Apostas online: SUS amplia rede de apoio psicológico para jogadores e familiares
O Sistema Único de Saúde (SUS) ampliou a estrutura de atendimento destinada a pessoas com problemas relacionados a apostas online. A rede agora tem capacidade para realizar até 100 mil teleatendimentos por mês, ante cerca de 600 consultas mensais oferecidas quando o programa foi lançado, em março.
A iniciativa é operacionalizada pelo aplicativo Meu SUS Digital em parceria com a Agência Brasileira de Apoio à Gestão do SUS (AgSUS).

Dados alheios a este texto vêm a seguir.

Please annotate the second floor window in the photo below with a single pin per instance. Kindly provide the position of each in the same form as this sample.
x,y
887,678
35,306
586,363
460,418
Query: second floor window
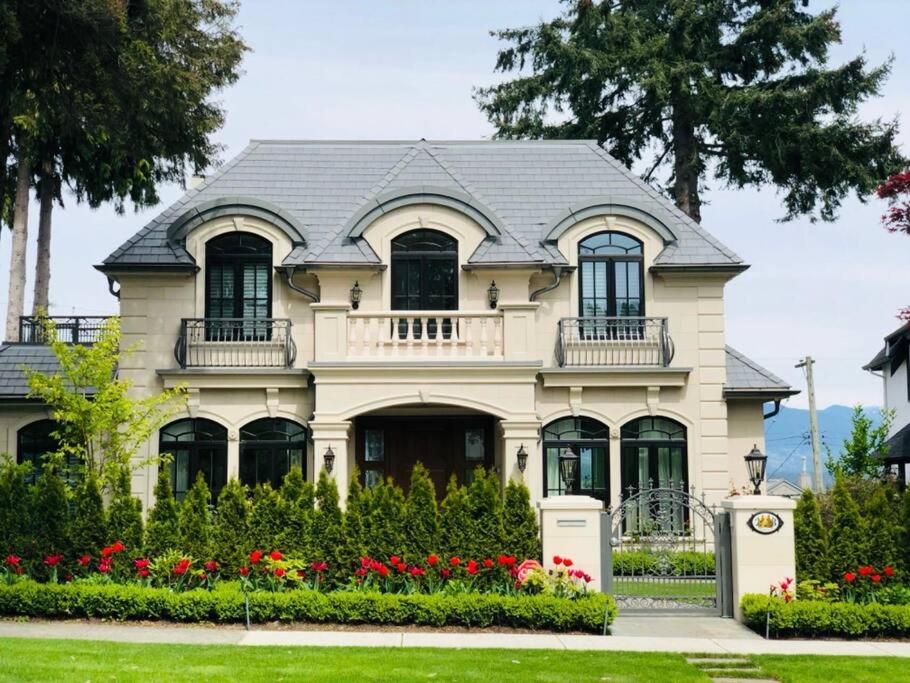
x,y
611,276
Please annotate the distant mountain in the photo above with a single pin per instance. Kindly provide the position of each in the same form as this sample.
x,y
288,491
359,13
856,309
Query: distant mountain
x,y
787,437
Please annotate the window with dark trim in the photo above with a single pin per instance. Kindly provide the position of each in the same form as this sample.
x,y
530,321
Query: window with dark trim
x,y
195,445
590,441
269,448
611,276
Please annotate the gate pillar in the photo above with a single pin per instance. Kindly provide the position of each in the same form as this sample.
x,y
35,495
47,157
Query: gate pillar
x,y
576,527
763,543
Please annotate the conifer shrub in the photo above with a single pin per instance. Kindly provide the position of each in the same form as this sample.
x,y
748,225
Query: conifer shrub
x,y
812,551
196,522
162,533
231,528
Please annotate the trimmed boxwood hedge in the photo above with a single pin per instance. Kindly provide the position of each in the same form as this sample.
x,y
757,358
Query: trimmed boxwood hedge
x,y
225,604
818,619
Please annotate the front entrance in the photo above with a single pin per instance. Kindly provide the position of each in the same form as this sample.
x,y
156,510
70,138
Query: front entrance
x,y
390,446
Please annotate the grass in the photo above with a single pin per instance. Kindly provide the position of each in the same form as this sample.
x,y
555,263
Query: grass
x,y
72,660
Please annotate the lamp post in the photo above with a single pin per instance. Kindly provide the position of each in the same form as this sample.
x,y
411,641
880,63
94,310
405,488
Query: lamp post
x,y
568,464
756,461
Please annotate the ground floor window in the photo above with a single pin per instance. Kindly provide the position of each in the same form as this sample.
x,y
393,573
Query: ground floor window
x,y
269,448
195,445
590,441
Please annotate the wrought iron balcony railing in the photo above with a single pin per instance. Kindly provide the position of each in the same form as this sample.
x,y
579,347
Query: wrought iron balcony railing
x,y
611,341
235,343
81,329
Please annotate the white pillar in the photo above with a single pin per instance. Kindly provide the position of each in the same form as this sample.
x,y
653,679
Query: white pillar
x,y
763,543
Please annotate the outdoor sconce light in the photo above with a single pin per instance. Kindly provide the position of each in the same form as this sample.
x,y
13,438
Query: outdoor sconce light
x,y
756,461
493,294
522,458
329,458
568,464
356,293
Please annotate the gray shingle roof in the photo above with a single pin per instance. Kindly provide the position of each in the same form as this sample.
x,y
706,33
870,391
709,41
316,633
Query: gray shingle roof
x,y
526,184
745,376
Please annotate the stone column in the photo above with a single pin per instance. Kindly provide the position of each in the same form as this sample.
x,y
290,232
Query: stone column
x,y
576,527
763,543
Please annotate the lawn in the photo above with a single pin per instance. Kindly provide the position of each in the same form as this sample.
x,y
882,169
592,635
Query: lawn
x,y
61,660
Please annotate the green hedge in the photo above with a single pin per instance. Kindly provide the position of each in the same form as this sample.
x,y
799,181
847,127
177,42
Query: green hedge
x,y
226,604
816,619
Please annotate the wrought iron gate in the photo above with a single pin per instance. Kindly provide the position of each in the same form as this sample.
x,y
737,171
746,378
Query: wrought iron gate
x,y
670,552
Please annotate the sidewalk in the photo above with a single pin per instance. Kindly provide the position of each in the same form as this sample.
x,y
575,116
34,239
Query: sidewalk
x,y
730,638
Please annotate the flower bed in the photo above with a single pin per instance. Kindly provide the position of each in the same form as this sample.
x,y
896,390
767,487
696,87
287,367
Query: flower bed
x,y
225,604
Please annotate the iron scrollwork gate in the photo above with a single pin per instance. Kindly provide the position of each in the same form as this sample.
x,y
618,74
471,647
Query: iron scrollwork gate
x,y
670,551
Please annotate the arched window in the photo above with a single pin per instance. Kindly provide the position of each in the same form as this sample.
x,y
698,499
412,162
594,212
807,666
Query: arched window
x,y
196,445
611,276
238,282
269,448
590,441
653,455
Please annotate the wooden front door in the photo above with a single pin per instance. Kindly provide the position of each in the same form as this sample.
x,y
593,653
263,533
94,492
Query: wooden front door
x,y
391,446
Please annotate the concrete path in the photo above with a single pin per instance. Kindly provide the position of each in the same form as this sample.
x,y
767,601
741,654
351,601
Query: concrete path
x,y
688,637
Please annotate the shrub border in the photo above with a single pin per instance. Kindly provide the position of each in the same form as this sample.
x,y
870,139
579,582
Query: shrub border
x,y
816,618
225,604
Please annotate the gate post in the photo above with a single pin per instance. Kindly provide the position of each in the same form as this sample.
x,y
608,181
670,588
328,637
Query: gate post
x,y
763,543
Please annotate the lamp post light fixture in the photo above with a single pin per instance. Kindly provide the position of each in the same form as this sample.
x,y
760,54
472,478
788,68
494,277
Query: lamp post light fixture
x,y
493,294
329,459
522,456
568,464
356,294
756,461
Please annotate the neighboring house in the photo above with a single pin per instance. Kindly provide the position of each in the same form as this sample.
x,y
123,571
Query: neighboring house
x,y
892,364
453,303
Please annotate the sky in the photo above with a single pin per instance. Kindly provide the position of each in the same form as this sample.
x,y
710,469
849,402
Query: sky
x,y
405,69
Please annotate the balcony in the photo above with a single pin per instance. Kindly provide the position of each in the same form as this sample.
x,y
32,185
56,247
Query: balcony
x,y
624,342
82,329
235,343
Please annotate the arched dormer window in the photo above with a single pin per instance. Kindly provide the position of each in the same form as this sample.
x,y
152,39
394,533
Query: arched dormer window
x,y
611,276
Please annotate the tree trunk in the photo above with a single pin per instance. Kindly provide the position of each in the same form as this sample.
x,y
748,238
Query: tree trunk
x,y
43,263
685,163
16,299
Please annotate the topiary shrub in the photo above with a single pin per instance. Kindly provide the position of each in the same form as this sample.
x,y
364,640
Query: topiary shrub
x,y
196,522
231,528
521,534
812,558
88,530
124,515
421,516
162,533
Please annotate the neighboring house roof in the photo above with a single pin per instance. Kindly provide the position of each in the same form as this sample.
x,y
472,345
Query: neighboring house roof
x,y
523,193
748,379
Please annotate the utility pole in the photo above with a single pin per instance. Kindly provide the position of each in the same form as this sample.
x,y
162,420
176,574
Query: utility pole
x,y
808,363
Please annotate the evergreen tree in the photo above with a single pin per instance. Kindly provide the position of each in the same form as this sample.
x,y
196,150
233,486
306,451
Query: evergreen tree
x,y
454,520
739,89
267,519
196,522
230,530
124,515
521,534
849,540
421,516
812,553
89,527
163,530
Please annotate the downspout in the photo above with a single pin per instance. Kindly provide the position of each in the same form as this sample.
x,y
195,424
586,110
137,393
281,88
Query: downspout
x,y
289,278
558,273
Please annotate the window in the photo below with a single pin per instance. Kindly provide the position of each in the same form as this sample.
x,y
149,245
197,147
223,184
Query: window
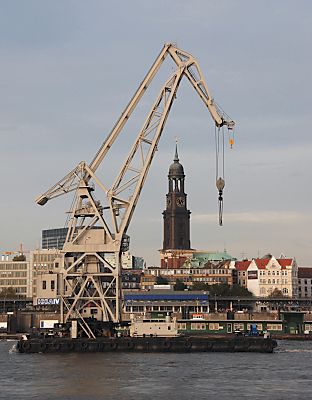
x,y
308,327
274,327
214,326
198,326
238,326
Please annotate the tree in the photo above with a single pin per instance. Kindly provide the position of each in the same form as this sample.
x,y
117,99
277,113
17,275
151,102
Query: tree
x,y
21,257
240,291
8,293
179,285
200,286
160,280
220,289
276,293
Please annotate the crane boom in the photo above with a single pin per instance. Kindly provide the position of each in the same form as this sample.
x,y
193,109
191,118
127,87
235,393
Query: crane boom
x,y
90,259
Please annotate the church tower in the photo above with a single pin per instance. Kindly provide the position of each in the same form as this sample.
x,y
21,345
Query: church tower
x,y
176,216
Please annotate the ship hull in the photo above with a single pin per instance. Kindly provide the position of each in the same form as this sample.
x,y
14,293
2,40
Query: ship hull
x,y
147,345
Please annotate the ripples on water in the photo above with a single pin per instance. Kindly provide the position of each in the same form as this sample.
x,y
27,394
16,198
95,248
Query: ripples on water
x,y
282,375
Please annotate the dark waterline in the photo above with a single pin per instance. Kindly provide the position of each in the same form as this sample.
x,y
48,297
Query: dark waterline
x,y
282,375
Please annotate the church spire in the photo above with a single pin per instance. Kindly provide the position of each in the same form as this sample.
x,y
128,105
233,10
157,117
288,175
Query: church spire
x,y
176,157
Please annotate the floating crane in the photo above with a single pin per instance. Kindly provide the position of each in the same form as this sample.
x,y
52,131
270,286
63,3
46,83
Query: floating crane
x,y
90,261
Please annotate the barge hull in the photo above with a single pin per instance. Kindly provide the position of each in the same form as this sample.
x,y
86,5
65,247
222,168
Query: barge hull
x,y
147,345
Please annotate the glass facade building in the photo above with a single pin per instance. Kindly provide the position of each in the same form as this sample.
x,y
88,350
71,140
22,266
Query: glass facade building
x,y
53,238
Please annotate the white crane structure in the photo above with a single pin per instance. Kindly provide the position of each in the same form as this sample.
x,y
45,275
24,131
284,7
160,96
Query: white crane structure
x,y
97,232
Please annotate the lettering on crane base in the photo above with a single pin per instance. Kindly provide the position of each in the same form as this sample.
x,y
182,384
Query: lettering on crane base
x,y
48,302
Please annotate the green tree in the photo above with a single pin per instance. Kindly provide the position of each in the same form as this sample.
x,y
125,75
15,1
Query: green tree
x,y
179,285
276,293
238,290
21,257
160,280
200,286
8,293
220,289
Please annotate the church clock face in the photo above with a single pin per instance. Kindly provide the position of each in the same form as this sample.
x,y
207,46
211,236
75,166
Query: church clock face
x,y
180,201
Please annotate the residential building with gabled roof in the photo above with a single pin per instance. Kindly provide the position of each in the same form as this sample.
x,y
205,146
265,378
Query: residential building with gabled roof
x,y
263,276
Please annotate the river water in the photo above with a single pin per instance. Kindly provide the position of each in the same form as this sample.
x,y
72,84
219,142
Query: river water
x,y
285,374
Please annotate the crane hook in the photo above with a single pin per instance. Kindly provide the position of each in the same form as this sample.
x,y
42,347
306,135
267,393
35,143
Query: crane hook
x,y
220,186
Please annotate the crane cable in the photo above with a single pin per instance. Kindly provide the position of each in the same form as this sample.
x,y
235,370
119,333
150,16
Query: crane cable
x,y
220,183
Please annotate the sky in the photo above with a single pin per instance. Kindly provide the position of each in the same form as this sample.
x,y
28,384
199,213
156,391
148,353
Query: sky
x,y
69,68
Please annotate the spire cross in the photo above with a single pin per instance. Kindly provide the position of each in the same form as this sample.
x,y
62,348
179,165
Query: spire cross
x,y
176,157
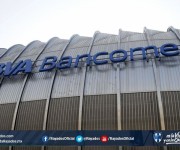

Salto na demanda por atendimentos por causa das bets
A nova frente de atendimento remoto tem como foco a saúde mental de apostadores e familiares.
A ampliação da infraestrutura é uma tentativa de responder à explosão da demanda por socorro financeiro e psicológico no país.
O serviço é remoto e sigiloso. Ele funciona como porta de entrada para a Rede de Atenção Psicossocial (RAPS).
A execução da iniciativa por meio de teleatendimento é uma forma de contornar fatores que muitas vezes inibem as pessoas de buscar o suporte presencial.
“Muitas vezes, as pessoas não procuram ajuda por vergonha ou estigma. Com o autoteste e o teleatendimento, elas podem identificar sinais de risco e se sentir mais à vontade fazendo esse atendimento em casa, pelo celular”, disse o ministro da Saúde, Alexandre Padilha.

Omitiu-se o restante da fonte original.